Thomas Hirschhorn has grown to become one of the most recognizable leading artists in the global contemporary art world. He gained fame in the 1990s thanks to his space-filling massive collages that were created from disposable materials.
Influence & background
Thomas Hirschhorn was born in Switzerland in 1957. Originally trained as a graphic designer, his artworks often feature a lot of imagery and text, which can most likely be attributed to his graphic design background.
He is also known for creating massive installations from everyday mundane materials that no one would think to utilize for high art, such as packing tape, soda cans or foil, to engage and challenge the senses.

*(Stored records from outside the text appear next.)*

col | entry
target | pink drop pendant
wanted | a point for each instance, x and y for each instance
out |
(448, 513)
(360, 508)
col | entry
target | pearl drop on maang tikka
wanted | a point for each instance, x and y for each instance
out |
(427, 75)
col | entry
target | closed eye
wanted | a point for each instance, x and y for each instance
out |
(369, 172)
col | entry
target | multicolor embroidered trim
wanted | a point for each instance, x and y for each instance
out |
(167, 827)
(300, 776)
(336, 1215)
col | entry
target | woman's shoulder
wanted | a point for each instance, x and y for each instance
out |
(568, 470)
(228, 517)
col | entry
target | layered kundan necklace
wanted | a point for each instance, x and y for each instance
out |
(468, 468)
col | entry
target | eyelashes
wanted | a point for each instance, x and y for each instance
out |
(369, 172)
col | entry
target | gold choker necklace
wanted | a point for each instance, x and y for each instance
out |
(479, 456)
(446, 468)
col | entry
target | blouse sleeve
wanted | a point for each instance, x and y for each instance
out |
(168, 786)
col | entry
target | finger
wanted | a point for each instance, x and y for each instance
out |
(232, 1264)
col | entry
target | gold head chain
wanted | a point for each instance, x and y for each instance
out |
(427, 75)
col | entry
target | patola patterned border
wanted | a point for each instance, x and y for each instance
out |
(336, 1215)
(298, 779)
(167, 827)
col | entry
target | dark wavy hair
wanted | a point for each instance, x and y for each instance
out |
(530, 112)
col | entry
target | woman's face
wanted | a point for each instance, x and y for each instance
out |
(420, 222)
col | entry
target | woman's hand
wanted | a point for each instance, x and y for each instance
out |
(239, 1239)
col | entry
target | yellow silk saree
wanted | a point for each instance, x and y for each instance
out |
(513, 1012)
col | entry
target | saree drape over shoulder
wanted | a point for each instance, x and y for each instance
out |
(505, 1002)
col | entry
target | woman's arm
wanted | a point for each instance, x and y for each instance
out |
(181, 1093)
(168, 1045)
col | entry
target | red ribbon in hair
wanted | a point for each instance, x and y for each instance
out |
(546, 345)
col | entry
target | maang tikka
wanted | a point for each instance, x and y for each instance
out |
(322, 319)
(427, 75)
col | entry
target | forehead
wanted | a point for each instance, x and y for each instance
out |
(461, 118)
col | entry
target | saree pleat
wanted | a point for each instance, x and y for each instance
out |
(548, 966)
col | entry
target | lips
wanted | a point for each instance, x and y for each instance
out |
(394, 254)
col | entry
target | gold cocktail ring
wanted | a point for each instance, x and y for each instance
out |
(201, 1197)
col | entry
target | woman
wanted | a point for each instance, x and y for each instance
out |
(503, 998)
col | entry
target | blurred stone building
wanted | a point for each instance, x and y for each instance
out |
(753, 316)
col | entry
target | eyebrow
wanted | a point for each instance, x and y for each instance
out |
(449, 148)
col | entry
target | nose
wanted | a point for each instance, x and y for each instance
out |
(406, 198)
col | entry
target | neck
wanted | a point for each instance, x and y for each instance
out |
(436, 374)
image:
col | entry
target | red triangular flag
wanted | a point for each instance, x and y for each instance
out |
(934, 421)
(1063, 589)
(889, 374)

Hirschhorn has also racked up a reputation of using collage as a form of assessment and interpretation to force audiences to question themselves about their moral responsibility and consumerism.
Too Too Much Much
Too Too Much Much was Hirschhorn’s first-ever major installation at the Museum Dhondt-Dhaenens in Belgium. Although this was not the first installation that Hirschhorn had created using aluminum soda cans, it was the first project of its magnitude to use these recycled materials.

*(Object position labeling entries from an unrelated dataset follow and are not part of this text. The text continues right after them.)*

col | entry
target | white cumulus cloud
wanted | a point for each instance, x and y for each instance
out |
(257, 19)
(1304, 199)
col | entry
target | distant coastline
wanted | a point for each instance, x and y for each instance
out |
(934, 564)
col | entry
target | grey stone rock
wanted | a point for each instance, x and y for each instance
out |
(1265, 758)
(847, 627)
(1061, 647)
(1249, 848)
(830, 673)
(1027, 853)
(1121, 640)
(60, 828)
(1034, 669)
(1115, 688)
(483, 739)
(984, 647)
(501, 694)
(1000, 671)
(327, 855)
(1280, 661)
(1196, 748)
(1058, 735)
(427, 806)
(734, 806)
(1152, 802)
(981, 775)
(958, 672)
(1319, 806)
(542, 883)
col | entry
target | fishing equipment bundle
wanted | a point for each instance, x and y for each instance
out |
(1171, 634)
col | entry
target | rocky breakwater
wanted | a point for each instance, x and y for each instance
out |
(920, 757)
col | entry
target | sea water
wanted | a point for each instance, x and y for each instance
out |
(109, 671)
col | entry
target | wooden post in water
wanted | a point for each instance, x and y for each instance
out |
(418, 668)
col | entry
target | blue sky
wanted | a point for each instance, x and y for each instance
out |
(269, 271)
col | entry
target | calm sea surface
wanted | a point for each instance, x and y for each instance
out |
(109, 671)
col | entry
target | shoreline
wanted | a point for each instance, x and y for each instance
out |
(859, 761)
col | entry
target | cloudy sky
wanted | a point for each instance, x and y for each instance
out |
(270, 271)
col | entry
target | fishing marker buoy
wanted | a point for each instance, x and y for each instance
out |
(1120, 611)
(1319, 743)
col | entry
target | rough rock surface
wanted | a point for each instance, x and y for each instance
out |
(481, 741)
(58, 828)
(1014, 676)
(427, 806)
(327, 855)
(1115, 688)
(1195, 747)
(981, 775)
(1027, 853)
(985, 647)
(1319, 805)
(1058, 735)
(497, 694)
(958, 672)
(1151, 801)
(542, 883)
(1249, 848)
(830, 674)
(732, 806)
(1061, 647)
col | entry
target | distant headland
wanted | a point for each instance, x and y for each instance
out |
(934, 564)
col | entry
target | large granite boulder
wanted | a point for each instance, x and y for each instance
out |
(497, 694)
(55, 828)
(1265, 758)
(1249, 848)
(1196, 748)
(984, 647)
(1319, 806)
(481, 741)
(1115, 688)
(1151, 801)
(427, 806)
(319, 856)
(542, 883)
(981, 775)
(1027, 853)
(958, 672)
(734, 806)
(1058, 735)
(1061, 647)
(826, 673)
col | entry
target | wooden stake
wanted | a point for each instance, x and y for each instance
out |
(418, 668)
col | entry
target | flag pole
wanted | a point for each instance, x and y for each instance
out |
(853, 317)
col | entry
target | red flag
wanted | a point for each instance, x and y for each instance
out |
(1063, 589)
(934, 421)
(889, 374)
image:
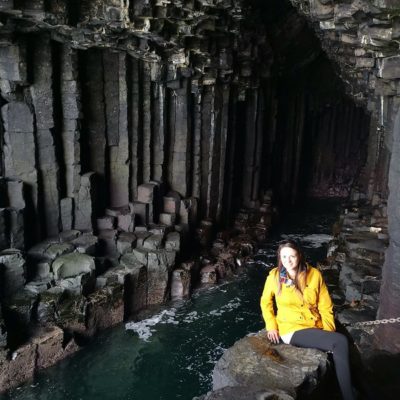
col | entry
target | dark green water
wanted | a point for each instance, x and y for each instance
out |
(174, 353)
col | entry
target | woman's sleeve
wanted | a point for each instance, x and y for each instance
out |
(325, 307)
(267, 304)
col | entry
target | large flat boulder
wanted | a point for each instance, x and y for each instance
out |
(255, 363)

To create the installation, Hirschhorn filled the entire space with regular used, crushed cans and larger-than-life-cans, some of which were crashed and others left whole. Certain rooms in the gallery also included large plastic pipes that featured cans that were overflowing out of them, while some other rooms featured mannequins enclosed in glass cases.

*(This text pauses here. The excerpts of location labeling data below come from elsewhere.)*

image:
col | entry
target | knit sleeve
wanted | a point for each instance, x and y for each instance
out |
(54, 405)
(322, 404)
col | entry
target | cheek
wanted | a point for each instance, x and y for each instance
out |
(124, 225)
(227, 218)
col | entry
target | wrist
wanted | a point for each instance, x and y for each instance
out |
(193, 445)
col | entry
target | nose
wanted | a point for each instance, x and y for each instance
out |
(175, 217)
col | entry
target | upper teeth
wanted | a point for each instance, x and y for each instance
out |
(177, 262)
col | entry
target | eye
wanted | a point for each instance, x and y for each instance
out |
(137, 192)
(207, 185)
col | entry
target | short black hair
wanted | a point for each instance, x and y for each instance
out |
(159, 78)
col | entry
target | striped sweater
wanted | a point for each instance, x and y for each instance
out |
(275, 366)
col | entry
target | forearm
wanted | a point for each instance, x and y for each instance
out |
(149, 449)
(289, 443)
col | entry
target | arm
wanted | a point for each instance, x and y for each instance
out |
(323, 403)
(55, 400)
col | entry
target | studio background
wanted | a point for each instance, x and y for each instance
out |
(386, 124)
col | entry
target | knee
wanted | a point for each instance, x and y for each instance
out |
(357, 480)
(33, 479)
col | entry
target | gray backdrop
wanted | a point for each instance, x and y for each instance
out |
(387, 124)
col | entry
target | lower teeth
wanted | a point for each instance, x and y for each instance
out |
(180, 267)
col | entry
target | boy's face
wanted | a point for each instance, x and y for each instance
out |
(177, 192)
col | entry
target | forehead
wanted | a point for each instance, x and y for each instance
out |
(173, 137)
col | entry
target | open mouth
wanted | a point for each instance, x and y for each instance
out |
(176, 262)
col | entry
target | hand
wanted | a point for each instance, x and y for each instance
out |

Too too much much was an immersive environment that helped to challenge the observer or participant to navigate manmade spaces that have been over polluted by day to day items. In this project, visitors found themselves buried among cans and other items to force them to question their consumerism and their pollution habits.
Too too much much was also created so that audiences could question how they view quantity. He opted to use the humble aluminum because soda cans are universal and are used all over the world, which consequently made it easy for the audience to relate to the installation.
Thanks to the size of the massive installation, audiences were confronted by the reality of mass production and consumption. In the end, the experience he created was not only captivating and confrontational, but it was also an invitation for debate and dialogue regarding the contemporary world that we live in today.